Geranylgeranyl diphosphate (GGPP), a prenyl diphosphate synthesized by GGPP synthase (GGPS), represents a metabolic hub for the synthesis of key isoprenoids, such as chlorophylls, tocopherols, phylloquinone, gibberellins, and carotenoids. Protein-protein interactions and the amphipathic nature of GGPP suggest metabolite channeling and/or competition for GGPP among enzymes that function in independent branches of the isoprenoid pathway. To investigate substrate conversion efficiency between the plastid-localized GGPS isoform GGPS11 and phytoene synthase (PSY), the first enzyme of the carotenoid pathway, we used recombinant enzymes and determined their in vitro properties. Efficient phytoene biosynthesis via PSY strictly depended on simultaneous GGPP supply via GGPS11. In contrast, PSY could not access freely diffusible GGPP or time-displaced GGPP supply via GGPS11, presumably due to liposomal sequestration. To optimize phytoene biosynthesis, we applied a synthetic biology approach and constructed a chimeric GGPS11-PSY metabolon (PYGG). PYGG converted GGPP to phytoene almost quantitatively in vitro and did not show the GGPP leakage typical of the individual enzymes. PYGG expression in Arabidopsis resulted in orange-colored cotyledons, which are not observed if PSY or GGPS11 are overexpressed individually. This suggests insufficient GGPP substrate availability for chlorophyll biosynthesis achieved through GGPP flux redirection to carotenogenesis. Similarly, carotenoid levels in PYGG-expressing callus exceeded that in PSY- or GGPS11-overexpression lines. The PYGG chimeric protein may assist in provitamin A biofortification of edible plant parts. Moreover, other GGPS fusions may be used to redirect metabolic flux into the synthesis of other isoprenoids of nutritional and industrial interest.

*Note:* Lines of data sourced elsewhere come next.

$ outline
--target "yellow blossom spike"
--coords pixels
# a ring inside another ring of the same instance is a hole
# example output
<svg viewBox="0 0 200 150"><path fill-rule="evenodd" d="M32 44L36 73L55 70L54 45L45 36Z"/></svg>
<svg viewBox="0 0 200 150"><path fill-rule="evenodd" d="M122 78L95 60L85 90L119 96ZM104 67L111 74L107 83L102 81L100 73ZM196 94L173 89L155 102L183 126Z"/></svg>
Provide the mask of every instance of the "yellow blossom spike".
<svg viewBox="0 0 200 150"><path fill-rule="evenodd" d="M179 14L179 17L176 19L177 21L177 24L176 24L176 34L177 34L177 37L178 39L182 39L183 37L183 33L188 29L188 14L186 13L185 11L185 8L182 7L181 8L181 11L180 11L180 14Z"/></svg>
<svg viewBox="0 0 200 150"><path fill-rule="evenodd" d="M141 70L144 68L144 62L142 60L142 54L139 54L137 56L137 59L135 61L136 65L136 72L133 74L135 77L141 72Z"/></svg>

机译:Geranylgeranyl二磷酸(GGPP),由GGPP合酶(GGP)合成的戊基二磷酸酯代表了合成关键等异戊二烯的代谢毂,例如叶绿素,生育酚,植物醌,赤霉素和类胡萝卜素。蛋白质 - 蛋白质相互作用和GGPP的两亲性质提出了在异戊字途径的独立分支中起作用的酶中GGPP的代谢物通道和/或竞争。为了研究体塑性局部GGPS同种型GGPS11和植物合酶(PSY)之间的基材转化效率,类胡萝卜素途径的第一酶,我们使用重组酶并确定其体外性质。通过PSY的高效植物生物合成通过GGPS11严格依赖于同时GGPP供应。相比之下,PSY无法通过GGPS11自由扩散的GGPP或时间移位的GGPP供应,这可能是由于脂质体封存。为了优化植物生物合成,我们应用了一种合成生物学方法并构建了一种嵌合GGPS11-PSY代谢物(PYGG)。 Pygg几乎定量地在体外转化为植物的GGPP,并没有显示单个酶的典型GGPP泄漏。拟南芥的PygG表达导致橙色的子叶,如果PSY或GGPS11单独过表达,则未观察到。这表明通过GGPP助焊剂重定向实现的GGPP碱基用于叶绿素生物合成的可用性不足。类似地,PygG表达愈伤组织中的类胡萝卜素水平超过了PEY-或GGPS11过度表达线。 PYGG嵌合蛋白可以有助于寄生虫植物的可食用植物部件。此外,其他GGPS融合可用于将代谢通量重定向到营养和工业利益的其他异戊二烯的合成中。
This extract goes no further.